The account balances in the ledger of the Dindorf Company on January 31 (at the end of its fiscal year), before adjustments, were as follows:

Debit Balances Credit Balances

Cash and cash equivalents $119,115 $37,300

Accumulated depreciation on store equipment

Accounts receivable 162,500

Accounts payable 118,180

Merchandise inventory 700,680

Notes payable 143,000

Store equipment 215,000

Common stock 300,000

Supplies inventory 15,475

Retained earnings 122,375

Prepaid insurance 38,250

Sales revenues 716,935

Selling expense 24,900

Sales salaries 105,750

Miscellaneous general expenses 31,000

Sales discounts 6,220

Interest expense 9,300

Social Security tax expense 9,600

Total $1,437,790Total Total $1,437,790

The data for the adjustments are:

1. Cost of merchandise sold, $302,990.

2. Depreciation on store equipment, $12,750.
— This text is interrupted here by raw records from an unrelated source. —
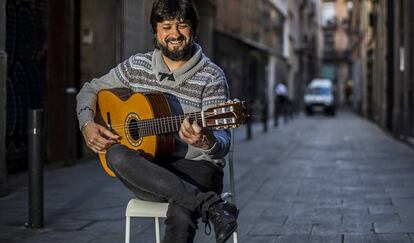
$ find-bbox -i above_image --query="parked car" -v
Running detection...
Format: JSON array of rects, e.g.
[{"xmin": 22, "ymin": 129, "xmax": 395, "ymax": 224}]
[{"xmin": 304, "ymin": 79, "xmax": 336, "ymax": 116}]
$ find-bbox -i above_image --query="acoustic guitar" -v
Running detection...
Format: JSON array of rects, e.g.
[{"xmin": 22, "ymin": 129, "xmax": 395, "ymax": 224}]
[{"xmin": 95, "ymin": 89, "xmax": 248, "ymax": 176}]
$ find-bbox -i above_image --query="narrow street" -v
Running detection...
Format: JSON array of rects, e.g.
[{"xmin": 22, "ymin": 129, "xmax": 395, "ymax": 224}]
[
  {"xmin": 0, "ymin": 112, "xmax": 414, "ymax": 243},
  {"xmin": 231, "ymin": 112, "xmax": 414, "ymax": 243}
]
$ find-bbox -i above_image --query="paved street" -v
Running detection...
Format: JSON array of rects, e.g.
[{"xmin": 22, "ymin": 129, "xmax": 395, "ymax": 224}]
[{"xmin": 0, "ymin": 112, "xmax": 414, "ymax": 243}]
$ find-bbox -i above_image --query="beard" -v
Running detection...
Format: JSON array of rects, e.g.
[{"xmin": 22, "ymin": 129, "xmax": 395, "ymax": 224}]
[{"xmin": 155, "ymin": 36, "xmax": 194, "ymax": 61}]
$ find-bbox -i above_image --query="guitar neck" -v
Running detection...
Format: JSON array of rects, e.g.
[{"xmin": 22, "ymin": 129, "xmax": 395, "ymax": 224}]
[{"xmin": 134, "ymin": 112, "xmax": 203, "ymax": 137}]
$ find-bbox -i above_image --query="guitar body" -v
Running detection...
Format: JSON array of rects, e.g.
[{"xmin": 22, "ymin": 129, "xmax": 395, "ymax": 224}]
[{"xmin": 96, "ymin": 89, "xmax": 174, "ymax": 176}]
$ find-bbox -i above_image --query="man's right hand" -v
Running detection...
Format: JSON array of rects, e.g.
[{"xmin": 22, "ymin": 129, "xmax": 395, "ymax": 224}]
[{"xmin": 82, "ymin": 122, "xmax": 120, "ymax": 153}]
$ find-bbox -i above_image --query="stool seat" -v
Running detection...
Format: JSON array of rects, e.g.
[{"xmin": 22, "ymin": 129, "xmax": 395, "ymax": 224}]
[{"xmin": 125, "ymin": 198, "xmax": 168, "ymax": 218}]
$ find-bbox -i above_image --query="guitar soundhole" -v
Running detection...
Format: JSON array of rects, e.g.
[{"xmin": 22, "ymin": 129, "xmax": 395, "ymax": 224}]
[{"xmin": 128, "ymin": 119, "xmax": 139, "ymax": 141}]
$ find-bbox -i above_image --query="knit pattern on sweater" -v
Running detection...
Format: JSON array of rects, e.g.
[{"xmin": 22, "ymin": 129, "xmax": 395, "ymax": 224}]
[{"xmin": 115, "ymin": 52, "xmax": 228, "ymax": 110}]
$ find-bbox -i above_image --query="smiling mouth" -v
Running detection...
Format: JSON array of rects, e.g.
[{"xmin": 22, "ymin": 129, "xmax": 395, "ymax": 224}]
[{"xmin": 168, "ymin": 41, "xmax": 183, "ymax": 46}]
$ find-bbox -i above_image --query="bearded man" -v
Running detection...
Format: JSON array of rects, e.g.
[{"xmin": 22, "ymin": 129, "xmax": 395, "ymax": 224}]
[{"xmin": 77, "ymin": 0, "xmax": 238, "ymax": 243}]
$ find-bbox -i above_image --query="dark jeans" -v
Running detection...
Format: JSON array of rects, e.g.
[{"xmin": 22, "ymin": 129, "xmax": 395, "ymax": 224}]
[{"xmin": 106, "ymin": 144, "xmax": 223, "ymax": 243}]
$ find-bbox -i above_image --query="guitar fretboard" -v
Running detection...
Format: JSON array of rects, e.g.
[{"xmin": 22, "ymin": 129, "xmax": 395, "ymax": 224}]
[{"xmin": 127, "ymin": 112, "xmax": 202, "ymax": 137}]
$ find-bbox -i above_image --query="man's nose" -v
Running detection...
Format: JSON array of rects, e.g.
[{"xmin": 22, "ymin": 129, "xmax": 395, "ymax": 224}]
[{"xmin": 171, "ymin": 25, "xmax": 182, "ymax": 38}]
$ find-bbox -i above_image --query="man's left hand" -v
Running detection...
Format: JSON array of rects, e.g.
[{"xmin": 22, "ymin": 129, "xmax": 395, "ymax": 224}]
[{"xmin": 178, "ymin": 117, "xmax": 216, "ymax": 150}]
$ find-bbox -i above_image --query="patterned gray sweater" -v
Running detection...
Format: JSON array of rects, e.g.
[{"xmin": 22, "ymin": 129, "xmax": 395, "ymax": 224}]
[{"xmin": 76, "ymin": 45, "xmax": 230, "ymax": 166}]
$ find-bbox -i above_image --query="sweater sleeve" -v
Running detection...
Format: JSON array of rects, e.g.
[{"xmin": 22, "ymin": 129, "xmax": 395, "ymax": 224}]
[
  {"xmin": 76, "ymin": 60, "xmax": 128, "ymax": 127},
  {"xmin": 193, "ymin": 73, "xmax": 231, "ymax": 159}
]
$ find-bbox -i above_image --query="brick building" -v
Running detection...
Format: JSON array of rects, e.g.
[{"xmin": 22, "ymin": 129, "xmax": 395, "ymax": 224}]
[{"xmin": 352, "ymin": 0, "xmax": 414, "ymax": 142}]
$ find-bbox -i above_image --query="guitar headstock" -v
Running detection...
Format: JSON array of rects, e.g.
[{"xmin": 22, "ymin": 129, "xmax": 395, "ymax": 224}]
[{"xmin": 204, "ymin": 99, "xmax": 249, "ymax": 129}]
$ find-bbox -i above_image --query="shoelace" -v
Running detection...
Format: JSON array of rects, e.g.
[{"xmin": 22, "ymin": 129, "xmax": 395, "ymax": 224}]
[{"xmin": 204, "ymin": 221, "xmax": 211, "ymax": 235}]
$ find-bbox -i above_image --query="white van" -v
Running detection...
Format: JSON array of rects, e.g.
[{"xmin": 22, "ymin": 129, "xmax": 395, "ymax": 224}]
[{"xmin": 304, "ymin": 79, "xmax": 336, "ymax": 116}]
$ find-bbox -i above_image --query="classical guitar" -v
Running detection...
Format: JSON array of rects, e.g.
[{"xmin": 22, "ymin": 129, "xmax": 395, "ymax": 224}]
[{"xmin": 95, "ymin": 89, "xmax": 247, "ymax": 176}]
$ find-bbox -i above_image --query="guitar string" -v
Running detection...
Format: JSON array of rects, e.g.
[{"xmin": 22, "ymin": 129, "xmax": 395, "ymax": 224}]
[
  {"xmin": 106, "ymin": 114, "xmax": 205, "ymax": 134},
  {"xmin": 111, "ymin": 113, "xmax": 205, "ymax": 137},
  {"xmin": 107, "ymin": 113, "xmax": 203, "ymax": 128}
]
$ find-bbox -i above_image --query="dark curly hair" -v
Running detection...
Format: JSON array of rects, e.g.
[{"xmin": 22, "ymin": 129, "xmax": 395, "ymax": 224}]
[{"xmin": 150, "ymin": 0, "xmax": 198, "ymax": 37}]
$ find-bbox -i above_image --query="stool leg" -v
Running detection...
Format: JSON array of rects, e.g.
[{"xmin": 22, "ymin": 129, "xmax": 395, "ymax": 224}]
[
  {"xmin": 125, "ymin": 216, "xmax": 131, "ymax": 243},
  {"xmin": 233, "ymin": 231, "xmax": 237, "ymax": 243},
  {"xmin": 155, "ymin": 217, "xmax": 161, "ymax": 243}
]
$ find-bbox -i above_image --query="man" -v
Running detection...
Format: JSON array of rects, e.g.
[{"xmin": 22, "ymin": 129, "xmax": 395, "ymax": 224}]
[
  {"xmin": 274, "ymin": 82, "xmax": 289, "ymax": 127},
  {"xmin": 77, "ymin": 0, "xmax": 238, "ymax": 243}
]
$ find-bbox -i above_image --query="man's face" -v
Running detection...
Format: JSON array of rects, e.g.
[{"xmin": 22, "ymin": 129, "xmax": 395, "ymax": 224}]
[{"xmin": 156, "ymin": 19, "xmax": 193, "ymax": 61}]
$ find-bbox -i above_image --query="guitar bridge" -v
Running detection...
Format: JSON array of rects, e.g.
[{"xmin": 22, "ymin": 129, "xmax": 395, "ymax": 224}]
[{"xmin": 106, "ymin": 112, "xmax": 113, "ymax": 132}]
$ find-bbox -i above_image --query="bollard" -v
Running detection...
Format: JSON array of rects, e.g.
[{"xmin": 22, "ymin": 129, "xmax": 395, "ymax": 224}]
[{"xmin": 26, "ymin": 109, "xmax": 44, "ymax": 228}]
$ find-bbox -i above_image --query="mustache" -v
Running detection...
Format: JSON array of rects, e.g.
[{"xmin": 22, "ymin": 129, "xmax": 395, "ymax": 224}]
[{"xmin": 165, "ymin": 35, "xmax": 186, "ymax": 43}]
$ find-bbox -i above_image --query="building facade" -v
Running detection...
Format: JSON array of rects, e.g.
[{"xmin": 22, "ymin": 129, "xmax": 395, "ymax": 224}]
[
  {"xmin": 352, "ymin": 0, "xmax": 414, "ymax": 142},
  {"xmin": 321, "ymin": 0, "xmax": 353, "ymax": 105}
]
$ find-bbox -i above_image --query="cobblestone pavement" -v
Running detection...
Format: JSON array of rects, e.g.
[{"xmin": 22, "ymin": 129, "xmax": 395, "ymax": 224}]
[{"xmin": 0, "ymin": 112, "xmax": 414, "ymax": 243}]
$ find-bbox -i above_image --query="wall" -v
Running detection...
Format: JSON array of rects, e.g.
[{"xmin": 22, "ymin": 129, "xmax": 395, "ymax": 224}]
[{"xmin": 0, "ymin": 1, "xmax": 8, "ymax": 197}]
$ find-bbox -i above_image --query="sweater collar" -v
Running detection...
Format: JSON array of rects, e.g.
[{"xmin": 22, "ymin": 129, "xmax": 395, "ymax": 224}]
[{"xmin": 152, "ymin": 44, "xmax": 207, "ymax": 87}]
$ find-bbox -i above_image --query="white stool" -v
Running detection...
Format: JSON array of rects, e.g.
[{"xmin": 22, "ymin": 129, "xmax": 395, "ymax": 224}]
[{"xmin": 125, "ymin": 198, "xmax": 168, "ymax": 243}]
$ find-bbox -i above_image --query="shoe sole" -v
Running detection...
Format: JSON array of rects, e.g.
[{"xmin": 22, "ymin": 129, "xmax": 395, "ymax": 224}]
[{"xmin": 217, "ymin": 209, "xmax": 239, "ymax": 243}]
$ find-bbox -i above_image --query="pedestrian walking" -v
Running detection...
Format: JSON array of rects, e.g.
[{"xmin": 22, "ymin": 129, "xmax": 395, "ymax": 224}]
[{"xmin": 274, "ymin": 82, "xmax": 291, "ymax": 127}]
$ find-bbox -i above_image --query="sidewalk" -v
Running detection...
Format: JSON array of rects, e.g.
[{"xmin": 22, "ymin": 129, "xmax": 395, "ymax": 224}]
[{"xmin": 0, "ymin": 112, "xmax": 414, "ymax": 243}]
3. Supplies inventory, January 31, $5,210.(Purchases of supplies during the year were debited to the Supplies Inventory account.)

4. Expired insurance, $4,660.

5. Interest accrued on notes payable, $3,730.

6. Sales salaries earned but not paid to employees, $3,575.

7. Interest earned on savings accounts, but not recorded, $390.

Required:

a. Set up T accounts with the balances given above.

b. Journalize and post adjusting entries, adding other T accounts as necessary.

c. Journalize and post closing entries.

d. create an income statement for the fiscal year and a fiscal year-end balance sheet.